First Immunity Challenge.  Eliza tells Jeff being a veteran is a big advantage, as her tribe has shelter, fire and food.  Fairplay confirms this, saying he’s even gained weight.  Speaking for the fans, Joel finds this hard to believe.  For Immunity and flint, tribes must attach wheels to a cart, haul it through an obstacle course, pick up planks, build a bridge, assemble a puzzle from the wagon wheels, and light a wok.  Got all that?  All you need to know is this; the fans are surprisingly good, quickly getting and keeping a significant lead on the favorites.  Adding injury to insult the favorites’ wagon crashes into a tree, using Eliza’s face as a shock absorber.  It’s an upset as the fans win first Immunity.

Back at Malakai, the defeated veterans trudge back.  "These fans are so excited, so enthusiastic," Jonathan muses.  "They just had more heart."  Cirie thinks she did pretty good, but she has no idea how she’s gonna vote tonight since she doesn’t trust anyone.  Fairplay says he could align with either foursome.  Hiking with Parvati, though, he claims all he can think about is his girlfriend and unborn daughter.  He hopes she’s okay.  Parvati thinks they should make it appear they’re voting for Fairplay, when they’re really going to vote for Eliza.  Fairplay confides to Ami, "I’m not emotionally here."  Ami asks Fairplay if there’s anything she can do to get him to stay, but he declines.  Yes, someone is actually pleading with Jonny Fairplay to not leave.  It’s that kind of episode.  For her part, Ami isn’t sure whether to believe the legendary bad guy.  "If I know Jonny Fairplay," she warns as they head to Tribal Council, "he is gonna stir things up."

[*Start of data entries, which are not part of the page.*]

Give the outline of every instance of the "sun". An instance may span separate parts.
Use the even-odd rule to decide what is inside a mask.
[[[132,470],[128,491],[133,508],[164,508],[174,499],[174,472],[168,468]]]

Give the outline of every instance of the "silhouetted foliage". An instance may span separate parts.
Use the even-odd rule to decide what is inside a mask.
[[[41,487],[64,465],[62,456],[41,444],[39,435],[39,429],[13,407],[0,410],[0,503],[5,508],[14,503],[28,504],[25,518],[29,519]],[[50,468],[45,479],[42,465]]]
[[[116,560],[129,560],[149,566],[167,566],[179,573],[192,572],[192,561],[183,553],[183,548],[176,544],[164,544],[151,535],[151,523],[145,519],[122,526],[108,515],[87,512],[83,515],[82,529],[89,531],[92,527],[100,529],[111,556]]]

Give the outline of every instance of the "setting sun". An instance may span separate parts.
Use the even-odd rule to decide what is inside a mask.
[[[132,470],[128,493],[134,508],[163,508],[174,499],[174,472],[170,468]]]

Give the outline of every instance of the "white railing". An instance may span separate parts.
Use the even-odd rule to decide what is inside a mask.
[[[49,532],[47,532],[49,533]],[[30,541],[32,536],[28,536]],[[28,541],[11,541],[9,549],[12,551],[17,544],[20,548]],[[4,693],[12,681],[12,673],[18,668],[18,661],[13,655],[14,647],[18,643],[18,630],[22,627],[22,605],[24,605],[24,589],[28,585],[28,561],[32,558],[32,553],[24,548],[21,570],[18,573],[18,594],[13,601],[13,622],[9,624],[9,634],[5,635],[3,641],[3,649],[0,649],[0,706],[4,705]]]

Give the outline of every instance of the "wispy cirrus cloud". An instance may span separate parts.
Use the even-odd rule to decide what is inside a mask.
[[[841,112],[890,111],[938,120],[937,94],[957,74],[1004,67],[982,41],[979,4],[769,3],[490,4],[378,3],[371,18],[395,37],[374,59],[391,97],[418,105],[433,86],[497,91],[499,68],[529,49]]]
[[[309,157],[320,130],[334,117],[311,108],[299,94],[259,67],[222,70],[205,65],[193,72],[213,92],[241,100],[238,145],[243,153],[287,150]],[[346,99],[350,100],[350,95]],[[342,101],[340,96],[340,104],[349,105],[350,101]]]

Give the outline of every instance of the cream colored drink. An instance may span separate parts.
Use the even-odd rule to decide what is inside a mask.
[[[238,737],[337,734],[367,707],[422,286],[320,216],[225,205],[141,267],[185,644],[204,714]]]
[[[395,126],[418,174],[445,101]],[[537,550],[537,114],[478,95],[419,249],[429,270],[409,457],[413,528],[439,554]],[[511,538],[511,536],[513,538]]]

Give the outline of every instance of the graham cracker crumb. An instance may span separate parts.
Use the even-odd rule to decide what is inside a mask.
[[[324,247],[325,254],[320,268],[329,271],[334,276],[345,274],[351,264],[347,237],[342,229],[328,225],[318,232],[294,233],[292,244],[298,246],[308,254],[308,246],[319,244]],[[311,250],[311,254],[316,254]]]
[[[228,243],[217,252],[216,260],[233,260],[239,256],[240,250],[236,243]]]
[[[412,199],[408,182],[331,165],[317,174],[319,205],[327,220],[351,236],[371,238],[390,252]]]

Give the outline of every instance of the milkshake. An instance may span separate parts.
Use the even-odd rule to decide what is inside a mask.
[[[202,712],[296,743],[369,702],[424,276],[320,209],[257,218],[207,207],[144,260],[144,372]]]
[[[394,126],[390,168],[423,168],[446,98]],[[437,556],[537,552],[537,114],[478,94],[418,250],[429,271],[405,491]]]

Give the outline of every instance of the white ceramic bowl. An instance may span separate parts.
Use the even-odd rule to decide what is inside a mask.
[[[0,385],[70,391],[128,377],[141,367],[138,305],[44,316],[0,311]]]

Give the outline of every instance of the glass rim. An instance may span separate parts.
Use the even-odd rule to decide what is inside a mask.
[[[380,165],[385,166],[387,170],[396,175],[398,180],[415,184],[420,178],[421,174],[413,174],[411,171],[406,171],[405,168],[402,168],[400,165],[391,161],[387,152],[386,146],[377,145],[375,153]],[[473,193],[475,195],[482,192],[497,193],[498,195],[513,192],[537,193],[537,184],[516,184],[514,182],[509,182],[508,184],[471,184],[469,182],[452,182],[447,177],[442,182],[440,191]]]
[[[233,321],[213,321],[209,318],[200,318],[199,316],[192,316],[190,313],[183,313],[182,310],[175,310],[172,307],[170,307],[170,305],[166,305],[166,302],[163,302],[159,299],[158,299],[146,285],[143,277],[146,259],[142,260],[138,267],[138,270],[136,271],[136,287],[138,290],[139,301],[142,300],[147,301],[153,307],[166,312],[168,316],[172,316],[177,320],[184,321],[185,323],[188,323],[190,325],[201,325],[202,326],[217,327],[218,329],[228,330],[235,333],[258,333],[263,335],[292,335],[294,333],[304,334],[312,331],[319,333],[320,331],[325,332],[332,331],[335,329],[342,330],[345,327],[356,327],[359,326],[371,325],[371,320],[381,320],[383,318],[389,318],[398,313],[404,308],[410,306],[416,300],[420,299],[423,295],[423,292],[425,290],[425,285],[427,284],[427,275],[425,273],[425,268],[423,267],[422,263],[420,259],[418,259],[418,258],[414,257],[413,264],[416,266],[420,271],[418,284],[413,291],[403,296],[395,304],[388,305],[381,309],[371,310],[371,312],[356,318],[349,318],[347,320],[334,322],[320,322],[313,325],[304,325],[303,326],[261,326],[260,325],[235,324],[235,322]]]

At the first Tribal Council, castaways get torches, fire is life, blah de blah de blah.  Asked how things have been going at camp, Fairplay simply answers, "Cake."  When queried why they lost, Fairplay has another single word; "Overconfidence."  Eliza admits past reputations are a factor in the tribe, the camera lingering on Fairplay.  Jeff says no one has a bigger rep, to which Fairplay readily agrees.  Fairplay says they’re now seeing the real him, the guy worried about his baby.  "Am I being a crappy dad by being here?"  No, I yell, you’re being a crappy dad by not marrying the mother and getting a real job.  But it’s not about me.  Jeff asks if Fairplay wants to go home.  Fairplay doesn’t say yes, but he doesn’t say no either.  All he can think about is being a father.  Jeff wonders whether Fairplay just had a bad day, and is using his unborn kid as an excuse.  Yau-Man smiles, wondering what the angle is.  "I’m serious right now," Fairplay cries, our second tears of the episode.  "And it wasn’t supposed to be this difficult."  Jonathan believes he wants to go home.  Jeff reminds everyone that the last time Fairplay cried, it was over his not-so-dead grandma.  Eliza believes Fairplay is being honest.  Asked whether he wants to give away his Immunity Idol to anyone else, Yau-Man says no way.  Time to vote.  As he writes Fairplay’s name, Yau whispers that he can provide advice on how to raise a "well-balanced baby."  Screw the baby, I want Yau-Man to raise me!  Sorry Mom and Dad, but I’ve never once seen either of you flying tackle anyone or start a fire with a pair of glasses.  Jonny Fairplay, legendary terror of Survivor lore who was supposed to be a ratings ringer, is the first castaway voted off this season.  "Can I get a hug?," he asks his nemesis Jeff, and after initial reluctance, they do embrace.  "You be nice to these guys!," Fairplay admonishes the host before he walks off into that dark night. 

In the Penthouse

Yau-Man, Malakai - Flying tackles, fire-making, baby advice.  There’s nothing this little stud can’t do.

In the Doghouse

Kathy, Airai - Dumbass cannon fodder, who’s unfortunately not going anywhere for at least the next two more episodes due to that Immunity Idol.

Commercials:  I don’t usually get into the Grammy’s but I gotta see Amy Winehouse this year.  She’s either gonna give a legendary performance, or collapse dead on stage spewing green crack vomit.  Speaking of puking, that what the ads for that Kate Hudson/Matthew McConaughey film make me wanna do.

With an upset win and the surprise ejection of Fairplay, this was the best season opener since Survivor: Guatemala back in ‘05.